Page MenuHomePhabricator

codfw:(3) wikikube-ctrl NIC upgrade to 10G
Closed, ResolvedPublicRequest

Description

Quote/Hardware Request & Specifications

wikikube-ctrl hosts are network-bound, which is contributing to capacity issues (T366094). 10G NICs would resolve the issue.

Need By Date

This section should detail when the requesting group/team needs these online and accessible to them (OS installed and puppet calling in.)
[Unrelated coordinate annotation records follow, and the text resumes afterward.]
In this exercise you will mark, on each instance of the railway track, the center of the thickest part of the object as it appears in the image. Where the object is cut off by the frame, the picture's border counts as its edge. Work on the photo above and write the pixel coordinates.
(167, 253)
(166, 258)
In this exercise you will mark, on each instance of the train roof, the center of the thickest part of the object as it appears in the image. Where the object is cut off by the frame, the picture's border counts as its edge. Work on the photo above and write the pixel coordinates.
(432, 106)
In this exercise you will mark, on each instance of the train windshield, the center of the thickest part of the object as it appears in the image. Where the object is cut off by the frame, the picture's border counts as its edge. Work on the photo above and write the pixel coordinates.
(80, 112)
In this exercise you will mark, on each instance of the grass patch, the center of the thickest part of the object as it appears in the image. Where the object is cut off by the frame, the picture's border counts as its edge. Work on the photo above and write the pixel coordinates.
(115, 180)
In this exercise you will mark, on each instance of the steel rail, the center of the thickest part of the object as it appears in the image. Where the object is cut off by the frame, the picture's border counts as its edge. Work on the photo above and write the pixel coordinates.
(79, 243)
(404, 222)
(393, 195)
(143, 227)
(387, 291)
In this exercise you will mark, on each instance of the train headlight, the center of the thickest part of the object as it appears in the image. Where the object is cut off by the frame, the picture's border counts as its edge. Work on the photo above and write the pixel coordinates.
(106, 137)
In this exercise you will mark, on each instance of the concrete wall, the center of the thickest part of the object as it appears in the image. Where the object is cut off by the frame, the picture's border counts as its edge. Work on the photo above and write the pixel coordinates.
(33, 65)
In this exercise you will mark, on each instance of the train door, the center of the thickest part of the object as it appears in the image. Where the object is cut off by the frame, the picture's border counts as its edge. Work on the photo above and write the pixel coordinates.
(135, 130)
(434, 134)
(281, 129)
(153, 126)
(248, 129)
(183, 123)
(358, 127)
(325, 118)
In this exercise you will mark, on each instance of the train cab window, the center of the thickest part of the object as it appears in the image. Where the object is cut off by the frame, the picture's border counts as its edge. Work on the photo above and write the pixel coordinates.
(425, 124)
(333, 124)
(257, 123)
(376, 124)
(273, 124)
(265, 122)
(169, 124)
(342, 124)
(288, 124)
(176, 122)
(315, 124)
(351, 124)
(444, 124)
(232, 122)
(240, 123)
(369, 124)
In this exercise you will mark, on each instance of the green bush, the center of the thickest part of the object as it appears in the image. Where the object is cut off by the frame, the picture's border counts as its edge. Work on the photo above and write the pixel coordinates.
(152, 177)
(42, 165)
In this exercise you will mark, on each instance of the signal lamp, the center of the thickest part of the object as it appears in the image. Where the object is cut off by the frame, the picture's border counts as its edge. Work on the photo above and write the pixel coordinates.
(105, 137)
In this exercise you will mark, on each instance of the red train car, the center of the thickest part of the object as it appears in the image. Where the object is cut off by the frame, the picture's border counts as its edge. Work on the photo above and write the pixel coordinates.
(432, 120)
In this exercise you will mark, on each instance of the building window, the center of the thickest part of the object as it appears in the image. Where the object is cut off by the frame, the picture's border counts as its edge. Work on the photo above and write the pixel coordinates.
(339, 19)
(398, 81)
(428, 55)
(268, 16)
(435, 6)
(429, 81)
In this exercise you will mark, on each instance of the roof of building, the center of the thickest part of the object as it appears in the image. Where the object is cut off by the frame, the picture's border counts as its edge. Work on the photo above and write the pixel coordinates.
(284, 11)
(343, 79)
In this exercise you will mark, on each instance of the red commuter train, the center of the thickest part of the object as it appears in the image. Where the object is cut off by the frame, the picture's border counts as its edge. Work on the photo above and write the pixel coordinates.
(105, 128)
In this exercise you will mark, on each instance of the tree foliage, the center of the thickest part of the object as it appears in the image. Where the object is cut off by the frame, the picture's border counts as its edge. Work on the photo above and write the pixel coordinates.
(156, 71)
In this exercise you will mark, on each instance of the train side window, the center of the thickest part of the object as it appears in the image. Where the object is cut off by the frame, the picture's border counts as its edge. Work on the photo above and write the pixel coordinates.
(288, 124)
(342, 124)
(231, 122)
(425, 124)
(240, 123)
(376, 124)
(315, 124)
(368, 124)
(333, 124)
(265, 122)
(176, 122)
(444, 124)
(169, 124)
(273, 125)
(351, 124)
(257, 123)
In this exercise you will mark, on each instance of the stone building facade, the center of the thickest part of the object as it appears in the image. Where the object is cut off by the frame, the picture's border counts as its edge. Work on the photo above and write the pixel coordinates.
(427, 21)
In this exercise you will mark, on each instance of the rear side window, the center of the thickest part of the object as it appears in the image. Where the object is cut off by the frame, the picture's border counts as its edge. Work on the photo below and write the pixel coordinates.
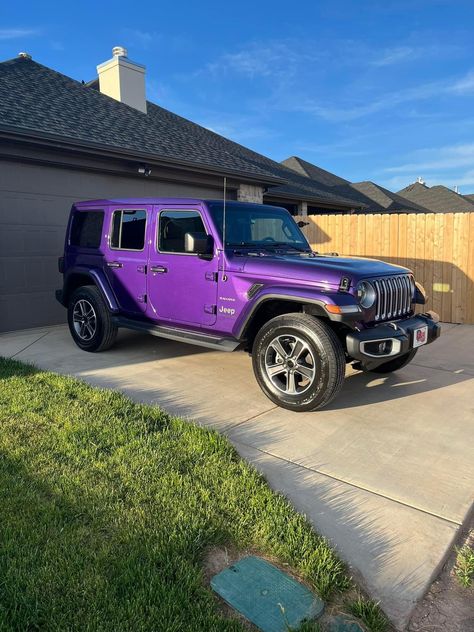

If your request ties to a quarterly goal, please list links to that goal here.

Budget Details

Using spares from decom'd servers

Refresh / Replacement / Expanding / New Service

Upgrade to 10G NICs for:

  • wikikube-ctrl2001
  • wikikube-ctrl2002
  • wikikube-ctrl2003

Hostname / Racking / Installation Details

Hostnames:

  • wikikube-ctrl2001
  • wikikube-ctrl2002
  • wikikube-ctrl2003

Networking Setup: Speed:10G.
No changes otherwise.

Quote Review

This section will list/link to each quote for review.

Order Details

This section will be updated to list the order details.

Event Timeline

RobH moved this task from Backlog to Quote Requested on the procurement board.
RobH added projects: DC-Ops, ops-codfw, serviceops.
RobH subscribed.

WMF quote request for Dell USA - NIC upgrades to existing wikikube-ctrl fleet in eqiad - T366204

Dell Team,

We have three hosts in our Ashburn facility we would like to install Broadcom 57414 Dual Port 10/25GbE NICs into these three older hosts.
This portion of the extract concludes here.